Israel Zangwill (1864-1929) was a British humorist, a writer, and an early Zionist activist. He eventually left the Zionist movement in order to lead a movement called Territorialism, which called for a homeland for the Jewish people wherever they could get it–be it South America, Germany, or elsewhere.
Zangwill tried to arouse sympathy for Territorialism among Britain’s intellectual elite, but this never fully worked. Sir Arthur Conan Doyle, the author of Sherlock Holmes, “had difficulty imagining Jews as farmers,” according to Zangwill’s biographer Meri-Jane Rochelson.

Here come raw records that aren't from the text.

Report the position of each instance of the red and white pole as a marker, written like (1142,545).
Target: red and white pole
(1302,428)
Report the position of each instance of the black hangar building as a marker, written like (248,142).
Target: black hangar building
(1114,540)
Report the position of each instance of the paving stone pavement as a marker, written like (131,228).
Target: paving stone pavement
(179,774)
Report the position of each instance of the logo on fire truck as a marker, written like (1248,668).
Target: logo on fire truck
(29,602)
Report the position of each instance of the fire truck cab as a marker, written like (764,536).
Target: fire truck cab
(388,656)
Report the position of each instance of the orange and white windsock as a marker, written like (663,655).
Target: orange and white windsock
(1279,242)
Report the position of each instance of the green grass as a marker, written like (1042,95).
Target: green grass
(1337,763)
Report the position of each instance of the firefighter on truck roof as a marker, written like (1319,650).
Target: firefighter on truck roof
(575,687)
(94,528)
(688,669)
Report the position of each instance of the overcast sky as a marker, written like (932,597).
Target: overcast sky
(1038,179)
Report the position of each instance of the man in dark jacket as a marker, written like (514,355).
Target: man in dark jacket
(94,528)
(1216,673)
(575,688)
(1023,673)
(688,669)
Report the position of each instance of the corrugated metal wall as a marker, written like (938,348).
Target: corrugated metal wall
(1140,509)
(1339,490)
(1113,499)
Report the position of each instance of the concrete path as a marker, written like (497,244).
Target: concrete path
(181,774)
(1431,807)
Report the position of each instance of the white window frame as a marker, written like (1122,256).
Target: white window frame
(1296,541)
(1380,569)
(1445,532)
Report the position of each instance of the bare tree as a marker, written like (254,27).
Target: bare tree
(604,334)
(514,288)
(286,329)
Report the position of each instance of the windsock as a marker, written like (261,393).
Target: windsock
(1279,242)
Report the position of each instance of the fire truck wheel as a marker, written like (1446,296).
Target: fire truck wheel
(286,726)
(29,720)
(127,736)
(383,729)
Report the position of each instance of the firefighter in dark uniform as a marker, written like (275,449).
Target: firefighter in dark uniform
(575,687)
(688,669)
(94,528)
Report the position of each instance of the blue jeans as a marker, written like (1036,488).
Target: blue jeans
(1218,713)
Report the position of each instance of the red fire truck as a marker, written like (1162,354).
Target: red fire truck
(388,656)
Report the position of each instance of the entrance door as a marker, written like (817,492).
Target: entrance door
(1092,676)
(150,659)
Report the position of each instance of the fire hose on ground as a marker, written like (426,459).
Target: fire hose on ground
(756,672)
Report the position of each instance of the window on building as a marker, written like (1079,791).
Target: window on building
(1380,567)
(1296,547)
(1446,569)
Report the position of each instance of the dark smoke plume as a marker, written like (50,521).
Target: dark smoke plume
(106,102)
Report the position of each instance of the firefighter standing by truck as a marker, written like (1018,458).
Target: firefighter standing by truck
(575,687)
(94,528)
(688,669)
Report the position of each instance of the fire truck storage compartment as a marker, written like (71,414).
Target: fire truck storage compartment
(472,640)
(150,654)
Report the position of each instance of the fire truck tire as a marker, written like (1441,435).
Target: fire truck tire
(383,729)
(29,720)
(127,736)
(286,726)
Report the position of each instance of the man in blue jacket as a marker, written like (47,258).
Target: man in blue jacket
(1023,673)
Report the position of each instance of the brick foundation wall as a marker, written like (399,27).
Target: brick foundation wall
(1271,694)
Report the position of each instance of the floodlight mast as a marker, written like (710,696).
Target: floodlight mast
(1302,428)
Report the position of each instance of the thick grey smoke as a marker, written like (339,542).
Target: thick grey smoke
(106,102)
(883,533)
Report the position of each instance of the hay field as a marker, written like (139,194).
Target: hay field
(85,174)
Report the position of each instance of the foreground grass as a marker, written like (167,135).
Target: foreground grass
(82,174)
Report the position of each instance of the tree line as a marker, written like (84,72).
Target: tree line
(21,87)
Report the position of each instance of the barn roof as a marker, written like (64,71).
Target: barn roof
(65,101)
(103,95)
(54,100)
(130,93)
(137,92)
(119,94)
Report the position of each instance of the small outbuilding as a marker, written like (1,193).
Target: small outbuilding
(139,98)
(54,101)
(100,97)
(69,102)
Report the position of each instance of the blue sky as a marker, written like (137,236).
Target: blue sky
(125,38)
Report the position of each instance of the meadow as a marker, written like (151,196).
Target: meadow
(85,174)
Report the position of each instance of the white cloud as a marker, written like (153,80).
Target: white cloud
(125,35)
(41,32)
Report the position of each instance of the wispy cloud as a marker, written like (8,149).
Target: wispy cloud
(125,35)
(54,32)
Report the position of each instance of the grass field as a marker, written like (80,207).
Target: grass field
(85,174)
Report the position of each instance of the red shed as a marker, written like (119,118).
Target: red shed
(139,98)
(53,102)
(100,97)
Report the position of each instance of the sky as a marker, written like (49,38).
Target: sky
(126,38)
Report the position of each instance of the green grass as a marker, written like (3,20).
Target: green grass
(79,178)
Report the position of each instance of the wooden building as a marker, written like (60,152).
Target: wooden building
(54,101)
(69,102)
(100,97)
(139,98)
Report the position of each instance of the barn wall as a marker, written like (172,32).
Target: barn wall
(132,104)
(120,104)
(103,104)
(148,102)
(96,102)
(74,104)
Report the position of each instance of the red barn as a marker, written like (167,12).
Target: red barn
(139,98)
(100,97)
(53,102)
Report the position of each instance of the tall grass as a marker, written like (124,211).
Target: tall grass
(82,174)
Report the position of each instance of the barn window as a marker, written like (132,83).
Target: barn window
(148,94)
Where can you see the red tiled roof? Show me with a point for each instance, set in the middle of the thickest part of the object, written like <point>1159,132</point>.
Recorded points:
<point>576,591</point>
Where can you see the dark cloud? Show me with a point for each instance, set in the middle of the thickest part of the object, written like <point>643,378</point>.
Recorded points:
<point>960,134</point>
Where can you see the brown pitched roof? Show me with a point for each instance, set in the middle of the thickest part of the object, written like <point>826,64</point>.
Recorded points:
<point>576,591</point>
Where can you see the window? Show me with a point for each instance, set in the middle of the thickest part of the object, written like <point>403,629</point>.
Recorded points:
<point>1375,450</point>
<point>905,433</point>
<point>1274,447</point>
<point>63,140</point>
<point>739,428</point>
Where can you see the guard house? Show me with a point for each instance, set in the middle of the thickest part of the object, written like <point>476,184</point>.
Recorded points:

H.G. Wells (author of War of the Worlds) had some choice words for Zangwill: “I can offer you neither help nor advice,” Wells wrote. “Your people are rich enough, able enough, and potent enough to save themselves.”
Later in life, Zangwill renounced his hope for a Jewish homeland, and began to dream of a world that shared a single culture. One of Zangwill’s plays, The Melting Pot (1909), popularized the titular term. It was an adaptation of Romeo and Juliet, whose young lovers are two Russian immigrants to America, a Jew and a Christian. In the end, the characters decide to shed their differences by abandoning their religions, choosing instead to be simply human. After the play opened in Washington, D.C., President Theodore Roosevelt reportedly yelled out from his box: “That’s a great play, Mr. Zangwill, a great play!”